A defesa de Fábio Luís Lula da Silva, o Lulinha, poderá usar relatórios de inteligência divulgados por Alexandre de Moraes para questionar a imparcialidade de André Mendonça e tentar afastá-lo da investigação que envolve o empresário. Por ordem de Mendonça, os sigilos de Lulinha foram quebrados; ele é investigado em três inquéritos no Supremo Tribunal Federal (STF).
Os documentos foram tornados públicos na quinta-feira, 3. Em decisão encaminhada ao presidente do STF, Edson Fachin, Moraes afirmou que os relatórios indicariam, em tese, possíveis condutas de Mendonça enquadradas como improbidade administrativa, crime de responsabilidade e abuso de autoridade. A decisão também menciona suposta quebra da imparcialidade judicial e favorecimento a determinados grupos políticos.
Um dos relatórios registra uma reunião presencial entre Mendonça e policiais em 13 de agosto. Segundo o documento, o ministro teria desqualificado suspeitas contra ACM Neto, ex-prefeito e candidato ao governo da Bahia, que recebeu 3,6 milhões de reais do Banco Master e da Reag. O relatório afirma que Mendonça não teria identificado indícios de tráfico de influência do político em defesa dos interesses do banqueiro Daniel Vorcaro.
O autor do documento avaliou que o caso de ACM Neto teria semelhanças relevantes com o de Lulinha e sugeriu a adoção de critérios probatórios diferentes conforme o espectro político dos envolvidos. Moraes citou essa avaliação ao tratar das investigações relacionadas ao Banco Master e ao Instituto Nacional do Seguro Social (INSS), investigação na qual foram identificadas suspeitas envolvendo Lulinha.
Pedido sobre provas de Roberta Luchsinger
A defesa da lobista Roberta Luchsinger deve pedir ao STF a anulação de provas obtidas a partir do acesso ao celular dela. O argumento é que investigadores teriam associado Luchsinger ao caso do INSS sem motivo para conseguir acessar o aparelho e chegar a Lulinha.

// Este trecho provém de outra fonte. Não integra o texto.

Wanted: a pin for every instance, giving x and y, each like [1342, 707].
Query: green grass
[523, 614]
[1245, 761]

Como não houve quebra do sigilo telefônico da lobista, ela suspeita que os dados tenham sido fornecidos pela Meta, responsável pelo armazenamento em nuvem de conversas e documentos compartilhados pelo WhatsApp. No material em poder da Polícia Federal há referências a Lula, a um ministro de Estado, a um ex-ministro do governo Dilma Rousseff e a antigos funcionários de confiança do presidente.
Luchsinger integrava uma sociedade oculta com Lulinha e Fernando Bittar para prospectar negócios no governo e abrir portas no Executivo. Em mensagem enviada em janeiro de 2024, ela relatou ter recebido de Lula a possibilidade de escolher onde ocupar uma posição no governo e disse que preferia permanecer na sociedade com Fábio e Fernando.